Charleston on the job injury lawyers want to highlight an initiative being promoted by a Summerville couple who lost their son in an industrial machine accident on the North Charleston waterfront. They are working to gain a following for a local observance of National Workers Memorial Day, an event that is a tribute to workers killed in South Carolina. The observance took place last Thursday, April 28, and is 20-year-old recognition that has, unfortunately, gained little traction in South Carolina, but this Summerville couple is working to change the states feelings toward fatal on the job injuries.
The couple doesn’t consider themselves activists; rather as parents who don’t want other families to suffer same pain they have, losing a son or daughter in a place where they are supposed to be safe, the workplace. In December of 2005 the Summerville mother drove to Detyens Shipyard to pick up her son, a 2005 graduate of Summerville High School who had followed in his father’s footsteps, working part-time as a maritime pipe fitter.

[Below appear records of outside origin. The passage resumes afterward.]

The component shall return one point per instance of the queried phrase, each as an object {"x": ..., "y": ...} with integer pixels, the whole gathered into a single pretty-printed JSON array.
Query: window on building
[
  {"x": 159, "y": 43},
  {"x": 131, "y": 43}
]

Upon reaching the shipyard, she was met with by the flashing lights of emergency vehicles, and to find out her son died after an accidental release of waste into the holding tank of the military supply ship her son was working. The ship was being refitted in a dry dock at Detyens. While some of her son’s coworkers were able to escape the holding tank, he was overcome by hydrogen sulfide, a toxic colorless gas produced by raw sewage.
First District U.S. Representative Tim Scott was the guest speaker at a candlelight service hosted by the Summerville couple and Palmetto Land Baptist Church in Summerville. Although Representative Scott was in attendance, the family stresses the fact that this is not a political thing. The event was to remember and recognize South Carolinians who died on the job, in incidents ranging from serious trucking accidents and equipment accidents to random acts of violence.
Labor issues are not just about wages and dollars, they are multifaceted, and attention needs to be placed on dignity and safety. And in South Carolina these issues are tough to regard as, generally, lawmakers in Columbia put business needs first, with labor interests near the bottom of the priorities list, if on the list at all.
But, with that being said, and considering the U.S. Department of Labor’s most recent tabulations, fatal on the job injuries seem to be declining in South Carolina. In the 7 years of available data the state has gone from 115 fatal injuries in 2003 to 73 on the job deaths in 2009, with a peak of 132 fatalities in 2005, the year the Summerville couple’s son was the unfortunate victim of an industrial accident.
The numbers covered by the Department of Labor’s tabulations include slip and falls, equipment issues, exposure to harmful substances or environment, transportation fatalities, fires and explosions, and assaults or other violent acts.